Abstract

How to access, read, and interpret queer-feminist live art from a transnational perspective? And how to account for those subjects whose geopolitical positionalities do not subscribe to the most acknowledged Euro-American canons? In this article, I will address these questions by engaging with the limits of a queer theory (or practice) that does not acknowledge its feminist co-constitution or that it is anchored to Anglo-American perspectives and genealogies. I will then propose a transnational approach to enrich this field and counteract the reproduction of abstract queer equivalences across cultures.
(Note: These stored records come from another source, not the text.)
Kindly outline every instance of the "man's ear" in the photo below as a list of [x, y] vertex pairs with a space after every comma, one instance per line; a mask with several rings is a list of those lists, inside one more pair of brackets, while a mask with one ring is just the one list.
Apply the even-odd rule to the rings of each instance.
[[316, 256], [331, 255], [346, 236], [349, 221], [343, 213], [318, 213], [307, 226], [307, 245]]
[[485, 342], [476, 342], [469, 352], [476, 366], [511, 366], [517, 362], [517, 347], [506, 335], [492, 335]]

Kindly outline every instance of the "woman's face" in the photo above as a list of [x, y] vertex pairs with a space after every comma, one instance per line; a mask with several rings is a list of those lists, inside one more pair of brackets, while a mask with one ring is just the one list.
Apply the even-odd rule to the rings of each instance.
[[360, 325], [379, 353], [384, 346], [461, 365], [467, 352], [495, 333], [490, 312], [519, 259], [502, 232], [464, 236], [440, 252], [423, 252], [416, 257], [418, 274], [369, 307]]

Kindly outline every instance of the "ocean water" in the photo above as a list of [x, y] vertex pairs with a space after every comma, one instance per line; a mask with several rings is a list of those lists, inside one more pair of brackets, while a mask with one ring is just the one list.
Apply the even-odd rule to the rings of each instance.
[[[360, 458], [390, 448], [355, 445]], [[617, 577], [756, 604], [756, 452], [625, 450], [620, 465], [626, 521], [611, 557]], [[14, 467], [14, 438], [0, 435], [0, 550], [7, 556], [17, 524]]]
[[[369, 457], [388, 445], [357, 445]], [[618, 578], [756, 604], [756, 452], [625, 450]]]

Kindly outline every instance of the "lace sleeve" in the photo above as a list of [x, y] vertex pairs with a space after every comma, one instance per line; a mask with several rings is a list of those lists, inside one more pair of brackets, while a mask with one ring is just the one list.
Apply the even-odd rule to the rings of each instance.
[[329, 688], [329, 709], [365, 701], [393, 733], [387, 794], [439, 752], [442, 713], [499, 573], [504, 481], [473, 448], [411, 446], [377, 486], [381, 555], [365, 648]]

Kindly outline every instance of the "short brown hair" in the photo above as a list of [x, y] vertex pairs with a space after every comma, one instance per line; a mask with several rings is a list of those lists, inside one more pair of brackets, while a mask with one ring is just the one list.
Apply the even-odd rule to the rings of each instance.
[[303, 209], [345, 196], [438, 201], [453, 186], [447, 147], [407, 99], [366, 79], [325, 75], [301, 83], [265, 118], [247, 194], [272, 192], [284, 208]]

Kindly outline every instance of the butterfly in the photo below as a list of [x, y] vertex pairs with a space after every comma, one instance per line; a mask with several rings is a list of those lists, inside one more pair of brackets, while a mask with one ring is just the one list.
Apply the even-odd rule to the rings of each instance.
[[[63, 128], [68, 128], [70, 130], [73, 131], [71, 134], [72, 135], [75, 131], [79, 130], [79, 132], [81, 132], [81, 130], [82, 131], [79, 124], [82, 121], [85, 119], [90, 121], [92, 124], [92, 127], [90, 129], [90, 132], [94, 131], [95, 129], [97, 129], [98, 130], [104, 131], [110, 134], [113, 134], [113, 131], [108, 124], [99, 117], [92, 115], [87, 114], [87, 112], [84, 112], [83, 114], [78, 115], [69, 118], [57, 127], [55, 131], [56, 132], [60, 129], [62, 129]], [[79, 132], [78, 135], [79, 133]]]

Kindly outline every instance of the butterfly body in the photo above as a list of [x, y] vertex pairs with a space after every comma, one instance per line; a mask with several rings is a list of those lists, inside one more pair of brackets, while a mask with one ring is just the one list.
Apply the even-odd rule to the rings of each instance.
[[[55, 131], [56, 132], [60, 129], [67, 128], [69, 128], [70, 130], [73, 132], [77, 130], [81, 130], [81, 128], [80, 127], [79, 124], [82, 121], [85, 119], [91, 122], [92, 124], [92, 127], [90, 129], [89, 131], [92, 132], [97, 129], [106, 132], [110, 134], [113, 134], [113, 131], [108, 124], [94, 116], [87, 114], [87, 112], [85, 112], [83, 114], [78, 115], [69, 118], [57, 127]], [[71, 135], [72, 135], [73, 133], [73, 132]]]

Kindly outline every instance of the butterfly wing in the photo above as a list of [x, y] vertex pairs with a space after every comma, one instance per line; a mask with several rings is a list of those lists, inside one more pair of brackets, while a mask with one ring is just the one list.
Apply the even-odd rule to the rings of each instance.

Adopting what I call a ‘transnational queer-feminist methodology’ will therefore be essential for working with and analysing queer and queer-feminist live art that is produced and circulated across and within diverse geopolitical locations. I will describe how the latter relies on an interdisciplinary weaving of social sciences, queer, and performance studies/practices. I will use this approach in analysing Ghanaian transgender artist Va-Bene Elikem Fiatsi [crazinisT artisT], unpacking the issues of cultural and linguistic translation in her work. The artist (who asks to be called with the pronouns ’sHit’ or ‘she’) engages in endurance actions that, together with challenging her own physical boundaries, also expose the limits of Western identity markers. In applying a transnational queer-feminist methodology that expands from the regional (Ghana) towards transnational Pan-African perspectives, I will then argue that her work uses the aesthetics of abjection to counteract cultural and linguistic imperialisms and become ‘illegible’ to the neo-liberal global LGBT rights formulations whilst speaking for a transversal queer African subjectivity.